Entre as "figuras" que eu conheci na vida, mesmo por pouco tempo, uma foi o Severino. Sujeito grandão, encorpado, que ficava na dele, observando sem falar. E quando o fazia era com uma voz fininha que se tornava divertida pelo contraste, apesar dele nunca rir ou tentar fazer piada. Muito pelo contrário.
Veio do Nordeste para o Rio e ficou andando pela cidade com sua "malinha de táubua", sem rumo e sem dinheiro. Um português o deixou de vigia noturno do armazém. Ainda sem receber, esperava o cachorro brabo comer e comia o resto. Uma noite o assaltaram e o deixaram para morrer. "Mas aquilo foi a minha sorte", pois nos meses de hospital conseguiu se alimentar e se recuperar. Já em São Paulo morava na pensão onde dormia "com um olho fechado e outro aberto", com o facão debaixo do travesseiro.
Pois um dia tinha uma turma esperando a luta do Tyson na TV e apareceu a Rogéria, a trans da época. Alguns passaram a comentar o que ela dizia, uma moça elogiou sua aparência, essas coisas. O Severino, como sempre, só observava. No entanto, quando todos ficaram quietos, ele soltou a voz fininha e pausada:
- O homem, quando perde a vergonha na cara, é coisa bem triste.

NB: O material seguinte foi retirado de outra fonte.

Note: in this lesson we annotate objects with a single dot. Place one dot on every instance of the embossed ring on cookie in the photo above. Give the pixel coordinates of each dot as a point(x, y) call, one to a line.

Pois eu me lembrei do Severino ao dar uma lida, agora há pouco, na coluna de Tia Reinalda, a transpolítica de nosso tempo, a seu modo pior, muito pior, que o sempre respeitoso Astolfo Pinto. Titia nem sabe bem o que aconteceu em Roma (ninguém sabe), mas quer porque quer enquadrar o casal "bolsonarista" no artigo do CP que diz:
Tentar, com o emprego de violência ou grave ameaça, abolir o Estado democrático de Direito, impedindo ou restringindo o exercício de poderes constitucionais.
E o pior é a explicação. Titia se apega ao "tentar", como se ninguém soubesse o que a palavra significa ou a confundisse com "conseguir". E daí passa a discutir o gerúndio de "impedir ou restringir, como se, outra vez, alguém dependesse do tempo verbal para entender a mensagem.

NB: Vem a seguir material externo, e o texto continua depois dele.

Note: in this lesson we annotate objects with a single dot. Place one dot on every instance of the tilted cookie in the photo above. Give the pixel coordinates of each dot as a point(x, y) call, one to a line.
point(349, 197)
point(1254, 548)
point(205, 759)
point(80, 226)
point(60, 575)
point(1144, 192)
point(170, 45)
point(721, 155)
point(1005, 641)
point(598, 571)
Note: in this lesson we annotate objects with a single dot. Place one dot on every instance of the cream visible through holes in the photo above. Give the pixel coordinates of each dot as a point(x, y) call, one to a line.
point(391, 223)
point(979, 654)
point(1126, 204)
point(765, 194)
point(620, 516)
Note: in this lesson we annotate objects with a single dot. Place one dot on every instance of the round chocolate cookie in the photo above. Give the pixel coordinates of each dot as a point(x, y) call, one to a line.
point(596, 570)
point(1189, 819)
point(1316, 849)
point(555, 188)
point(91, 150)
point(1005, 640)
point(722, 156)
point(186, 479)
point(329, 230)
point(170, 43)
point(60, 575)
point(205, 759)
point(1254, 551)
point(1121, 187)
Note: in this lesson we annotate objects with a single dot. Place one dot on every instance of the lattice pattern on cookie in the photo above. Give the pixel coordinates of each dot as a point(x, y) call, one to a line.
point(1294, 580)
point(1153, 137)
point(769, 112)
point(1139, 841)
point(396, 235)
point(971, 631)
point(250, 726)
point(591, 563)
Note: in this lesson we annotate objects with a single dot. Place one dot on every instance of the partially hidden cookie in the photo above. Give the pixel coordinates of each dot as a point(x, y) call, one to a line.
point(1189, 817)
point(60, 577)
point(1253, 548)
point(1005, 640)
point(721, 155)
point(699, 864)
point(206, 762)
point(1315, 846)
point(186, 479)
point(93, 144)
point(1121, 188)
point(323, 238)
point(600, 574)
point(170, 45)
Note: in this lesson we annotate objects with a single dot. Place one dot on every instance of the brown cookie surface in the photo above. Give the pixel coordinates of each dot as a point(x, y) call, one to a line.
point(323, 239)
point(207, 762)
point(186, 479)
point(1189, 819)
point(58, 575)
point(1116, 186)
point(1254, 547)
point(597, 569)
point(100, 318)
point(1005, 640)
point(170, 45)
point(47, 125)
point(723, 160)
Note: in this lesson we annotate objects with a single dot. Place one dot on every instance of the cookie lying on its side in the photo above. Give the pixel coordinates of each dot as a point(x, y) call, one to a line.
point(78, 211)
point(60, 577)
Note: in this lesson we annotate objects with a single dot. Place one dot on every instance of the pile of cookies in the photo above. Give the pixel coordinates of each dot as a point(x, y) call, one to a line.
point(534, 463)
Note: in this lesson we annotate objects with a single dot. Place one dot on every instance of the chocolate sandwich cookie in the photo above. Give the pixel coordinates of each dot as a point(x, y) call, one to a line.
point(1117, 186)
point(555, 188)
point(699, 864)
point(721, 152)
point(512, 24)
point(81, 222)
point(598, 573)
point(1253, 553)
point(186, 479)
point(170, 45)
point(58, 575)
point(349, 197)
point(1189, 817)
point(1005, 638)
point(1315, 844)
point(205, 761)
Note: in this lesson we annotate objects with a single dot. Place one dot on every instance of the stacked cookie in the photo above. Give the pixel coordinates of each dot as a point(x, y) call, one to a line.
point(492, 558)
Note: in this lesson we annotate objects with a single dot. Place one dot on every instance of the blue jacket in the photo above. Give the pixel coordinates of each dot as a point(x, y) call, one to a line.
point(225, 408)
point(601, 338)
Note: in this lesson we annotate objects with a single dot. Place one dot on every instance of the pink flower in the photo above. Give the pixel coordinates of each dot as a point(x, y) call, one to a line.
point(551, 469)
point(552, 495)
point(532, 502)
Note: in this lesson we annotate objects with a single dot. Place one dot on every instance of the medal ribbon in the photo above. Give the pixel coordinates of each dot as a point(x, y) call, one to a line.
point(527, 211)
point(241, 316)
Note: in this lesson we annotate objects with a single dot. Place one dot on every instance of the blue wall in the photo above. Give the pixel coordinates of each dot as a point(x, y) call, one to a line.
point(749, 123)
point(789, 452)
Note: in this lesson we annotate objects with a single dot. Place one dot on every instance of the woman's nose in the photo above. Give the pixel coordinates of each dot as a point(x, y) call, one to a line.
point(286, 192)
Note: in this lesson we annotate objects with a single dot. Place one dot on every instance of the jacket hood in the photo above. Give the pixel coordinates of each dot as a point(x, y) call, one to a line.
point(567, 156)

Pronto, é o que lhe basta. Nem lhe passa pela cabeça demonstrar como a discussão no aeroporto pode abolir o Estado democrático de Direito ou o (cada vez mais provável) safanão no braço do moleque desbocado afeta o exercício de poderes constitucionais do pai que não o ensinou a respeitar as senhoras.
A coisa é tão absurda que, mesmo entre os mais abjetos lambe-botas do petismo, poucos ainda defendem a reação desproporcional ou o comentário do presidente que a defendeu sob o argumento de que os judeus bolsonaristas são animais a extirpar. Fora dos blogs acho que só o Kocho, que vive de ser petista há uns 30 anos.
Titia só tem certa razão ao comparar a "agressão" de Roma ao "golpe" de 8 de janeiro, quando idosos desarmados entraram em um prédio aberto pelo GSI petista. Quem defende que aquilo ameaçou a democracia teria que repetir a dose agora.
A maioria dos coleguinhas defendeu lá, mas não defende cá. E acredito que nem percebem a incoerência. Titia percebeu, sinalizando que não perdeu a capacidade de raciocinar. Só não a leva mais adiante porque não lhe interessa, se faz de tonto e lança análises incompletas e imbecis porque quer, por interesse.
O que ela perdeu foi a vergonha na cara.